Diabetes insipidus, caused by LCH-induced damage to the anti-diuretic hormone (ADH)–secreting cells of the posterior pituitary, is the most frequent endocrine manifestation in LCH. MRI scans usually show nodularity and/or thickening of the pituitary stalk and loss of the pituitary bright spot on T2-weighted images. Pituitary biopsies are rarely done and usually only when the stalk is greater than 6.5 mm or there is a hypothalamic mass.[27] Most often the diagnosis is established by biopsying the skin, bone, or lymph node of a patient who also has pituitary abnormalities.

Approximately 4% of patients present with an apparently idiopathic presentation of diabetes insipidus before other lesions of LCH are identified, 7% concomitantly with another location and 14% after extrapituitary diagnosis of LCH. A report of 26 patients who presented with isolated diabetes insipidus as the initial manifestation of LCH described their natural history.[28] Eleven of the patients presenting with isolated central diabetes insipidus also had anterior pituitary deficits. These included secondary amenorrhea, panhypopituitarism, growth hormone deficiency, hypoadrenalism, and abnormalities of gonadotropins. Twenty-two of the 26 patients ultimately developed extrapituitary lesions of LCH, including bone (n = 15), lung (n = 9), and skin (n = 9), in a median time of 1 year (range, 1 month to 14.2 years).
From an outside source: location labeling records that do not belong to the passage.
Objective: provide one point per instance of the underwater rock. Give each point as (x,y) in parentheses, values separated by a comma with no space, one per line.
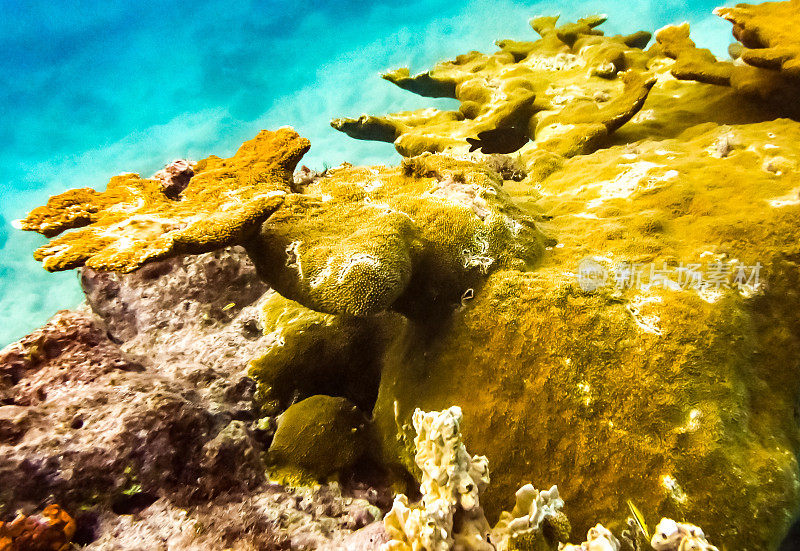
(369,538)
(134,221)
(271,518)
(543,91)
(231,460)
(621,321)
(320,435)
(175,177)
(145,396)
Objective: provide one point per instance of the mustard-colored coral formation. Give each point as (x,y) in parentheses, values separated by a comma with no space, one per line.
(769,53)
(525,87)
(621,321)
(358,241)
(133,221)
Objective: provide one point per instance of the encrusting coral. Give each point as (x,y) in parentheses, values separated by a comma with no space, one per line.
(675,536)
(598,538)
(553,91)
(134,221)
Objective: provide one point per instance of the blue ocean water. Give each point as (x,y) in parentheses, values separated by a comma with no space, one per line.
(92,89)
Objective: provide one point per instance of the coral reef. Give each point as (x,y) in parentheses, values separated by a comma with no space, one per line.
(449,515)
(769,53)
(51,531)
(675,536)
(357,241)
(548,91)
(613,309)
(320,435)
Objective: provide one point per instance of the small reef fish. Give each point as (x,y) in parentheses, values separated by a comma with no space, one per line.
(499,140)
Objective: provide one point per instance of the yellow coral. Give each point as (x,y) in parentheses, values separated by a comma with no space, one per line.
(134,222)
(771,53)
(517,87)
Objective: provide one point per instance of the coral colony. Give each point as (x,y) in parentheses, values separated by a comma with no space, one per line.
(589,272)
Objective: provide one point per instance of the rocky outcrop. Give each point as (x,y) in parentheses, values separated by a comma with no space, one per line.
(138,403)
(619,318)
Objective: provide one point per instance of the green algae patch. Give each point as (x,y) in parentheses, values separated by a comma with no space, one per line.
(313,353)
(319,436)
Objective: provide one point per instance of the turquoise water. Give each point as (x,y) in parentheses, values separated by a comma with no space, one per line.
(92,89)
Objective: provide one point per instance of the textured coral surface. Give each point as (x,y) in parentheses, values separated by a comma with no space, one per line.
(669,377)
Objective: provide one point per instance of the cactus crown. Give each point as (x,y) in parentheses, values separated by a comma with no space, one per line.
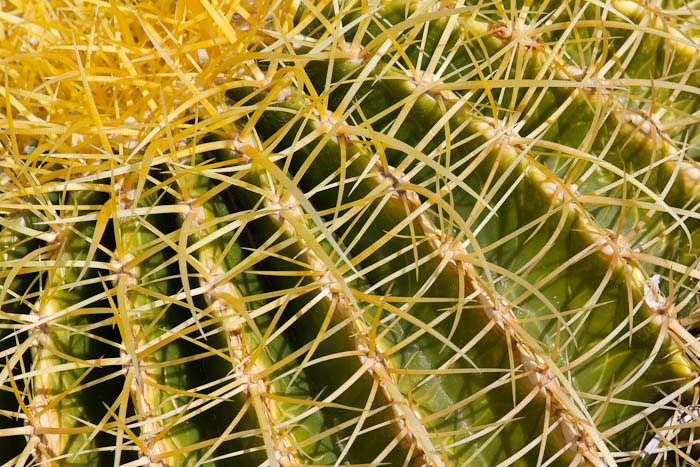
(349,233)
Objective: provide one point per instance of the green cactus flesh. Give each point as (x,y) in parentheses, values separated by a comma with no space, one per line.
(365,233)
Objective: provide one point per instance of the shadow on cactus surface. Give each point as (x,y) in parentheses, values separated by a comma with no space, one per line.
(357,233)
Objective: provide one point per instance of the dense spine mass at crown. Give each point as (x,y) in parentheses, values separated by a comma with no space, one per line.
(405,233)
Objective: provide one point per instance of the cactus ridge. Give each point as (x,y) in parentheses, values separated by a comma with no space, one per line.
(397,233)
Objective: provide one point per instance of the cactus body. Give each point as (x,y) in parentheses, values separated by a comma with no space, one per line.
(370,233)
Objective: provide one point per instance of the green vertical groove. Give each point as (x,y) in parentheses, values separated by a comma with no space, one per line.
(283,414)
(18,290)
(168,367)
(320,318)
(65,402)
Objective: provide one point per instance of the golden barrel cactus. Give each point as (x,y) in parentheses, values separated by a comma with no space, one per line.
(358,233)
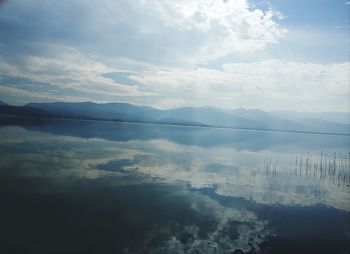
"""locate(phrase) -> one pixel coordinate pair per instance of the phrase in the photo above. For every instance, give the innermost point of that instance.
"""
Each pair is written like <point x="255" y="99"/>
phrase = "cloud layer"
<point x="162" y="54"/>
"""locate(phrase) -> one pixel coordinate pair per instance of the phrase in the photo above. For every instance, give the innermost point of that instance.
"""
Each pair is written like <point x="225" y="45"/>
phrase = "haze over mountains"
<point x="336" y="122"/>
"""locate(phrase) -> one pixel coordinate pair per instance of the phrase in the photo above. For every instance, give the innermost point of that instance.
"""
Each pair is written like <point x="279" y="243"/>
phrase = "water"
<point x="98" y="187"/>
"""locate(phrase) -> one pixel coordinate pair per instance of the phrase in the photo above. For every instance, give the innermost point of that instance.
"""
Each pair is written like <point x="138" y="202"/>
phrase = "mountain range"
<point x="336" y="122"/>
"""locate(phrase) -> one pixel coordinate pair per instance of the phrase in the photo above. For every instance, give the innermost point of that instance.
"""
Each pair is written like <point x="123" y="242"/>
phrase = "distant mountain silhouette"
<point x="201" y="116"/>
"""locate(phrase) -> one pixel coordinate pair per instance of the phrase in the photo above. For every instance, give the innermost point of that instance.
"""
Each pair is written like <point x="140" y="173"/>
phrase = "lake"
<point x="102" y="187"/>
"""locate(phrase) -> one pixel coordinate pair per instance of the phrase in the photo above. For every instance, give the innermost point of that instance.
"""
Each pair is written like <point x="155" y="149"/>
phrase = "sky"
<point x="259" y="54"/>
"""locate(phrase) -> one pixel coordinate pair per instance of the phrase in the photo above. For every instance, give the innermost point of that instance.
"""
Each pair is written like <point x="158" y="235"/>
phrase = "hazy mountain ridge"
<point x="201" y="116"/>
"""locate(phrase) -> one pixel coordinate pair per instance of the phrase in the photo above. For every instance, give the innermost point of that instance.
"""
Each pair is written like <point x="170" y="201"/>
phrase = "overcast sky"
<point x="265" y="54"/>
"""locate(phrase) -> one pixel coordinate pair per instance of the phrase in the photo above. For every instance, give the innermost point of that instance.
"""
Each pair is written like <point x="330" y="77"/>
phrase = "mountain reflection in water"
<point x="94" y="187"/>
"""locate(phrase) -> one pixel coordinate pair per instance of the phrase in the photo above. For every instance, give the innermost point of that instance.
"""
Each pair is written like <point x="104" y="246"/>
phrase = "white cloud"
<point x="227" y="26"/>
<point x="270" y="84"/>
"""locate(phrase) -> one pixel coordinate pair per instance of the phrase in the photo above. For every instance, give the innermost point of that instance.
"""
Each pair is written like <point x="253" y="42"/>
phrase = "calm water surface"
<point x="99" y="187"/>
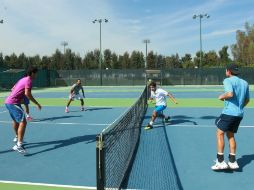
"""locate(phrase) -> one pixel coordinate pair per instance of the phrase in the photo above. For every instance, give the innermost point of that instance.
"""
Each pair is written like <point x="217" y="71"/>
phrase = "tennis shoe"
<point x="233" y="165"/>
<point x="166" y="119"/>
<point x="20" y="149"/>
<point x="29" y="118"/>
<point x="148" y="127"/>
<point x="219" y="165"/>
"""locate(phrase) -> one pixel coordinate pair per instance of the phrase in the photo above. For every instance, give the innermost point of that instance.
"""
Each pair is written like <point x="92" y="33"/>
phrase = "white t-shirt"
<point x="160" y="96"/>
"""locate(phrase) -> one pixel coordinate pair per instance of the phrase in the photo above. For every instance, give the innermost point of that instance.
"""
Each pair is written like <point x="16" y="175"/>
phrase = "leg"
<point x="82" y="104"/>
<point x="15" y="127"/>
<point x="69" y="102"/>
<point x="26" y="109"/>
<point x="232" y="143"/>
<point x="154" y="116"/>
<point x="220" y="163"/>
<point x="232" y="148"/>
<point x="21" y="131"/>
<point x="220" y="141"/>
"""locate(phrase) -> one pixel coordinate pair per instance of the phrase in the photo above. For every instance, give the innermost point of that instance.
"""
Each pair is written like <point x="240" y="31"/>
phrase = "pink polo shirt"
<point x="18" y="91"/>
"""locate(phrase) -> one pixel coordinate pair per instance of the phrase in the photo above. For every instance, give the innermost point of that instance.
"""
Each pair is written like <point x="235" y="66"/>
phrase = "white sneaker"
<point x="20" y="149"/>
<point x="233" y="165"/>
<point x="219" y="165"/>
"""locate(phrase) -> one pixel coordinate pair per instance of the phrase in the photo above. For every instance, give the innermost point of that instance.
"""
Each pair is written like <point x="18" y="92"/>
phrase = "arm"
<point x="82" y="91"/>
<point x="246" y="102"/>
<point x="30" y="97"/>
<point x="172" y="98"/>
<point x="226" y="96"/>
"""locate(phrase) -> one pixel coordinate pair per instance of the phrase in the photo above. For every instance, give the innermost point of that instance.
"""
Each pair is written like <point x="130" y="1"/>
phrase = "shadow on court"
<point x="209" y="117"/>
<point x="59" y="143"/>
<point x="245" y="160"/>
<point x="94" y="109"/>
<point x="56" y="118"/>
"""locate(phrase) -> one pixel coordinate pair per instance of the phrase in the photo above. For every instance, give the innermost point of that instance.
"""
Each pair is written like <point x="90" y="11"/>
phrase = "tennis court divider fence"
<point x="116" y="146"/>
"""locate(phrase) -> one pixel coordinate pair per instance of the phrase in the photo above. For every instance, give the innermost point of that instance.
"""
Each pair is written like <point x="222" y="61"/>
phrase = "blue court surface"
<point x="61" y="147"/>
<point x="180" y="154"/>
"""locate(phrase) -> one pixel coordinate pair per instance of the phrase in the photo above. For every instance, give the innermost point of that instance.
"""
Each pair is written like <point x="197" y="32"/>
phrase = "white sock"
<point x="19" y="143"/>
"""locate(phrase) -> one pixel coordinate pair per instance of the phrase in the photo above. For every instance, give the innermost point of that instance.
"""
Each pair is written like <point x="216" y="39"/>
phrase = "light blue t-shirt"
<point x="240" y="88"/>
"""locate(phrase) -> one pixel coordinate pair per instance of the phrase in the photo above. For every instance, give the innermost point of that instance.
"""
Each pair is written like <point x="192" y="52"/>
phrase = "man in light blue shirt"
<point x="235" y="98"/>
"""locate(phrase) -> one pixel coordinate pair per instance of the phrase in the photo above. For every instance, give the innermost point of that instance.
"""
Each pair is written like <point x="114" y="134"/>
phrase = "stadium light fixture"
<point x="64" y="43"/>
<point x="100" y="59"/>
<point x="146" y="41"/>
<point x="200" y="16"/>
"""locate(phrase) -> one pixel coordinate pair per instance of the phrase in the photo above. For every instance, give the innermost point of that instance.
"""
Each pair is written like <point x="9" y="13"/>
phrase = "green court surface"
<point x="126" y="102"/>
<point x="11" y="186"/>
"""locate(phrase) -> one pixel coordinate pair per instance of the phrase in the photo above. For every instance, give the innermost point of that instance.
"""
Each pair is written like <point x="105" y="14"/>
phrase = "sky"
<point x="40" y="26"/>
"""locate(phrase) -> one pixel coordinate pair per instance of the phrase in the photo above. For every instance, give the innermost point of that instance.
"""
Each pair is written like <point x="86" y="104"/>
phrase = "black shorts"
<point x="228" y="123"/>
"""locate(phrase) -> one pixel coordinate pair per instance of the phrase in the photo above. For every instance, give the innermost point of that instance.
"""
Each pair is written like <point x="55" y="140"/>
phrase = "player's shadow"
<point x="181" y="121"/>
<point x="209" y="117"/>
<point x="56" y="118"/>
<point x="59" y="143"/>
<point x="242" y="162"/>
<point x="245" y="160"/>
<point x="94" y="109"/>
<point x="181" y="117"/>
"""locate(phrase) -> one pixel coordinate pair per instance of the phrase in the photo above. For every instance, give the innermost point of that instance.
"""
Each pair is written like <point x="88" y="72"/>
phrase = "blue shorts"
<point x="16" y="112"/>
<point x="26" y="100"/>
<point x="228" y="123"/>
<point x="159" y="109"/>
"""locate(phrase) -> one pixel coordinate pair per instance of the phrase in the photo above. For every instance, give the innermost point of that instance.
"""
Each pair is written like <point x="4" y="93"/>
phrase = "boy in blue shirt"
<point x="235" y="98"/>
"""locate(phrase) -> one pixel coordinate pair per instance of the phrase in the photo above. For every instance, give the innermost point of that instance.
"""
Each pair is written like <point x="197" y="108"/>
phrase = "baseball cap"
<point x="233" y="68"/>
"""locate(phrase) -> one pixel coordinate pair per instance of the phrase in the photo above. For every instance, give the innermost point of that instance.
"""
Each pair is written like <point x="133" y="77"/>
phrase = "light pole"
<point x="146" y="41"/>
<point x="100" y="58"/>
<point x="64" y="43"/>
<point x="200" y="16"/>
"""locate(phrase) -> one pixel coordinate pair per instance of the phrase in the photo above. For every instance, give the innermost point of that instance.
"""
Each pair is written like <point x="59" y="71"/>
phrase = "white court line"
<point x="198" y="126"/>
<point x="51" y="123"/>
<point x="46" y="184"/>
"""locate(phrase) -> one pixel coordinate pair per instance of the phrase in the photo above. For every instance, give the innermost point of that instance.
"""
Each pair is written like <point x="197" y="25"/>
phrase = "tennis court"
<point x="177" y="156"/>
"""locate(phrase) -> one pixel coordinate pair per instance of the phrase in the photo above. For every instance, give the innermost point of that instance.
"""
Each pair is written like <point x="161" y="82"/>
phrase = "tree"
<point x="115" y="61"/>
<point x="125" y="61"/>
<point x="210" y="59"/>
<point x="137" y="60"/>
<point x="243" y="50"/>
<point x="151" y="60"/>
<point x="107" y="59"/>
<point x="186" y="61"/>
<point x="56" y="61"/>
<point x="224" y="56"/>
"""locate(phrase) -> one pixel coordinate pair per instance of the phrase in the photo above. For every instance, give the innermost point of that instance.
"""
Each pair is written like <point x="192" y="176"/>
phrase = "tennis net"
<point x="117" y="144"/>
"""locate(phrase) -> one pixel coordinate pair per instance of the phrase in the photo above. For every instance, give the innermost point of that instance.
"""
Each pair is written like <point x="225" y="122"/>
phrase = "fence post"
<point x="100" y="161"/>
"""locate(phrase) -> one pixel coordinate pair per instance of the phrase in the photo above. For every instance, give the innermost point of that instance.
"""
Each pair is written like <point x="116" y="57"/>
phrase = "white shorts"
<point x="75" y="96"/>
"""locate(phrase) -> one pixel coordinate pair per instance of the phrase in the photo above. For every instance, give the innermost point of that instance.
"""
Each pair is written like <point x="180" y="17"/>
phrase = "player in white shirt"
<point x="160" y="97"/>
<point x="74" y="94"/>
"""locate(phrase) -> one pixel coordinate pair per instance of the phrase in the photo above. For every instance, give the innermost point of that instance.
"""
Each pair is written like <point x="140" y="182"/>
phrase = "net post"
<point x="100" y="168"/>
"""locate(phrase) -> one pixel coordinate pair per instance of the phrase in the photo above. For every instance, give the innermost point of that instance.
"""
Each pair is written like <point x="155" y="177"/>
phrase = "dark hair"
<point x="31" y="70"/>
<point x="152" y="84"/>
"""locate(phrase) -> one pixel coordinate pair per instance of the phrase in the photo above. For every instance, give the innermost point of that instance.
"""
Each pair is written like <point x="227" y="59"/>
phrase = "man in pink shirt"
<point x="13" y="104"/>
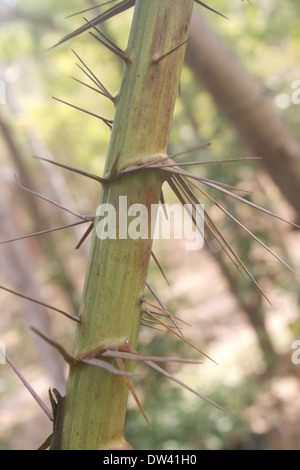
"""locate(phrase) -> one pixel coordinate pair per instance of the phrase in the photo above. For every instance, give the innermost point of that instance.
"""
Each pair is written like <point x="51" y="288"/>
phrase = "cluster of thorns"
<point x="183" y="185"/>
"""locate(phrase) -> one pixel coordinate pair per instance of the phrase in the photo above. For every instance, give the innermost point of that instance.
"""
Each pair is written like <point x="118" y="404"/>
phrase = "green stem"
<point x="96" y="401"/>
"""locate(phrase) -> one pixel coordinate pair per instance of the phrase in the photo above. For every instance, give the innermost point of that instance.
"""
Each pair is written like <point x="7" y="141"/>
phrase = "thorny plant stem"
<point x="96" y="401"/>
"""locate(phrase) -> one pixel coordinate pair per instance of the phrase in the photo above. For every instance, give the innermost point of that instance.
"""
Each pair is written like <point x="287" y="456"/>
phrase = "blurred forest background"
<point x="240" y="98"/>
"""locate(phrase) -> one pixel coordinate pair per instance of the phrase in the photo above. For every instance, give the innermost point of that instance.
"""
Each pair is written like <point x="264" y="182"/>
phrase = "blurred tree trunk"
<point x="243" y="102"/>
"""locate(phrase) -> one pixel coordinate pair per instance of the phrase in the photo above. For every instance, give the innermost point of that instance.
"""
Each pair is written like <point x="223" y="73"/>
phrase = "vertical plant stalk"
<point x="96" y="400"/>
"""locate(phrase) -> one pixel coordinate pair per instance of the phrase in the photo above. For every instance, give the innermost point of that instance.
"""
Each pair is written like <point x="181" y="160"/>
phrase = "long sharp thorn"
<point x="130" y="385"/>
<point x="178" y="335"/>
<point x="247" y="230"/>
<point x="135" y="356"/>
<point x="91" y="8"/>
<point x="202" y="162"/>
<point x="42" y="405"/>
<point x="105" y="365"/>
<point x="113" y="45"/>
<point x="42" y="232"/>
<point x="71" y="317"/>
<point x="93" y="77"/>
<point x="164" y="312"/>
<point x="121" y="55"/>
<point x="198" y="147"/>
<point x="164" y="307"/>
<point x="229" y="250"/>
<point x="84" y="237"/>
<point x="108" y="122"/>
<point x="93" y="88"/>
<point x="174" y="379"/>
<point x="82" y="217"/>
<point x="164" y="56"/>
<point x="159" y="267"/>
<point x="113" y="11"/>
<point x="162" y="201"/>
<point x="152" y="327"/>
<point x="66" y="356"/>
<point x="235" y="196"/>
<point x="211" y="9"/>
<point x="75" y="170"/>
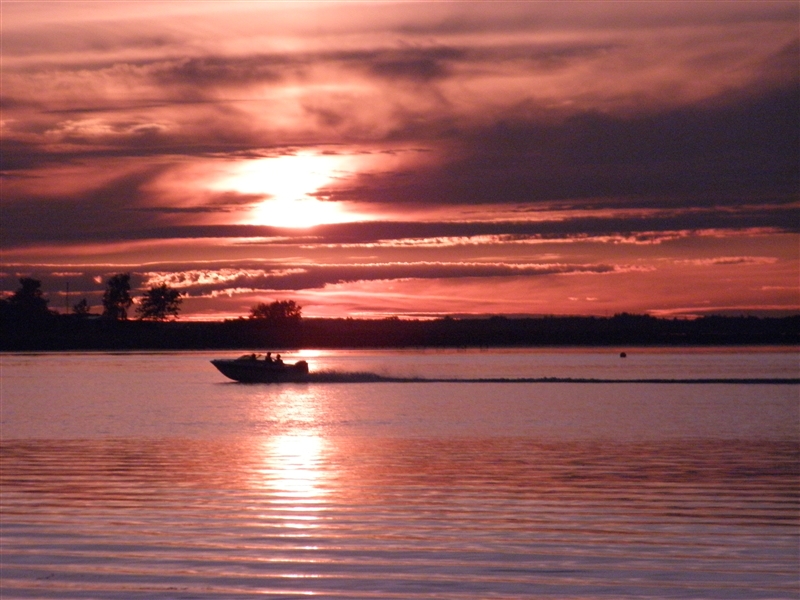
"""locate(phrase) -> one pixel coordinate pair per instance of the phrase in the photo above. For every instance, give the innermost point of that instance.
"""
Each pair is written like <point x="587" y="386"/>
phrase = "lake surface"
<point x="152" y="476"/>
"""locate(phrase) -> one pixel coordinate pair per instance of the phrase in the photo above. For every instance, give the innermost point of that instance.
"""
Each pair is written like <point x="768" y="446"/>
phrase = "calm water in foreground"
<point x="151" y="476"/>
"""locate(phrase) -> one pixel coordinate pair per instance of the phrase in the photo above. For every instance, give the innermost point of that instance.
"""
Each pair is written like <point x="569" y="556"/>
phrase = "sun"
<point x="289" y="183"/>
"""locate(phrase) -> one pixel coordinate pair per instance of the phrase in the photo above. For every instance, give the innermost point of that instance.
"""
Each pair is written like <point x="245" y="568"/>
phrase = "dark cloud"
<point x="99" y="214"/>
<point x="107" y="216"/>
<point x="730" y="151"/>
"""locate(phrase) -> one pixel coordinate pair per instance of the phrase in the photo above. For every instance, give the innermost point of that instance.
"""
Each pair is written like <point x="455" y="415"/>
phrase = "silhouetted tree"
<point x="117" y="297"/>
<point x="159" y="303"/>
<point x="278" y="311"/>
<point x="81" y="309"/>
<point x="28" y="302"/>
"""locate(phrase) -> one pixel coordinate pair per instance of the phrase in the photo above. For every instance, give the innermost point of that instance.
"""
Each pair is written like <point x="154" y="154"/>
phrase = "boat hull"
<point x="256" y="371"/>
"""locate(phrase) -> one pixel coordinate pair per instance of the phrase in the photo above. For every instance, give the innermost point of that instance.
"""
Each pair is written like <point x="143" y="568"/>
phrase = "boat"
<point x="251" y="368"/>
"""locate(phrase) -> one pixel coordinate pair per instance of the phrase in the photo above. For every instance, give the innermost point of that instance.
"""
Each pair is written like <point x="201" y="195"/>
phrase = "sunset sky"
<point x="422" y="159"/>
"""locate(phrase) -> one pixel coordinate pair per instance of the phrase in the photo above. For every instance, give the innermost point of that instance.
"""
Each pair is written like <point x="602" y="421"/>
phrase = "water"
<point x="151" y="476"/>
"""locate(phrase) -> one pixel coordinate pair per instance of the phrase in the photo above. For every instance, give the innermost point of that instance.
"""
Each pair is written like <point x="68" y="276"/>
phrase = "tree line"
<point x="158" y="303"/>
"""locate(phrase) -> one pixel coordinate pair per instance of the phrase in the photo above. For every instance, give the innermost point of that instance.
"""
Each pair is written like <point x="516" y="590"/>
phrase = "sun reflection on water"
<point x="291" y="462"/>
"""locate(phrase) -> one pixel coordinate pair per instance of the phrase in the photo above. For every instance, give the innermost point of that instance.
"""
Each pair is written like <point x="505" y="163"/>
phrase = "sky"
<point x="411" y="159"/>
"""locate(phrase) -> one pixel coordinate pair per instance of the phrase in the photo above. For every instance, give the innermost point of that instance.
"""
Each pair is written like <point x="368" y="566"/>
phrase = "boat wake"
<point x="368" y="377"/>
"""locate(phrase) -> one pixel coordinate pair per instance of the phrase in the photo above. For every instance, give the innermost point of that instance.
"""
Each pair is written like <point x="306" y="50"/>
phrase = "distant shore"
<point x="61" y="332"/>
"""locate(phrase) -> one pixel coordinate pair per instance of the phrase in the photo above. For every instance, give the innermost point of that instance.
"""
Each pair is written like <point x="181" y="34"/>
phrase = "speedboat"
<point x="253" y="369"/>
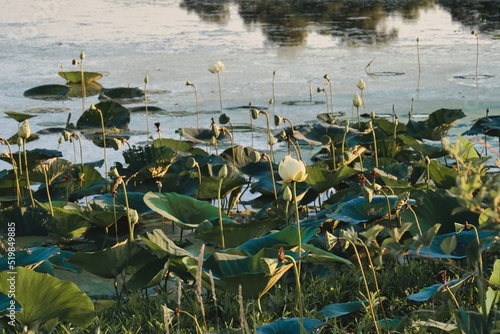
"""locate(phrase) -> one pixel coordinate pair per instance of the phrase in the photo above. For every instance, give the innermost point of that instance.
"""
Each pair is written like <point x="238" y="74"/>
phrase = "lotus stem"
<point x="374" y="143"/>
<point x="27" y="173"/>
<point x="103" y="139"/>
<point x="479" y="265"/>
<point x="326" y="98"/>
<point x="221" y="225"/>
<point x="299" y="291"/>
<point x="372" y="268"/>
<point x="220" y="91"/>
<point x="297" y="217"/>
<point x="146" y="80"/>
<point x="368" y="294"/>
<point x="14" y="169"/>
<point x="269" y="137"/>
<point x="47" y="185"/>
<point x="332" y="152"/>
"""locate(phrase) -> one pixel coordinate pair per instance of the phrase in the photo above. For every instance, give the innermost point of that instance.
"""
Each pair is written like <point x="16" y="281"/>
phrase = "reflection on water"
<point x="287" y="22"/>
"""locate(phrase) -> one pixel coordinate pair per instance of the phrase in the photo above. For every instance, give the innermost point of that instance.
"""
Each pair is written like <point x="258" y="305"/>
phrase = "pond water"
<point x="174" y="41"/>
Patients with diabetes insipidus have a 50% to 80% chance of developing other lesions diagnostic of LCH within 1 year of identifying diabetes insipidus.[27] A study of 589 patients with LCH revealed the 10-year risk of pituitary involvement was 24%.[29] These investigators did not see a decreased incidence of diabetes insipidus in chemotherapy-treated patients, but this may reflect the length of the therapy and/or the number of drugs used. Using longer therapy and more drugs, the German-Austrian-Dutch (Deutsche Arbeits-gemeinschaft für Leukaemieforschung und-therapie im Kindesalter [DAL]) Group and the Japanese Langerhans Cell Group found the cumulative incidence to be 12%.[30,31] Diabetes insipidus followed initial LCH diagnosis by a mean of 1 year and growth hormone deficiency occurred 5 years later.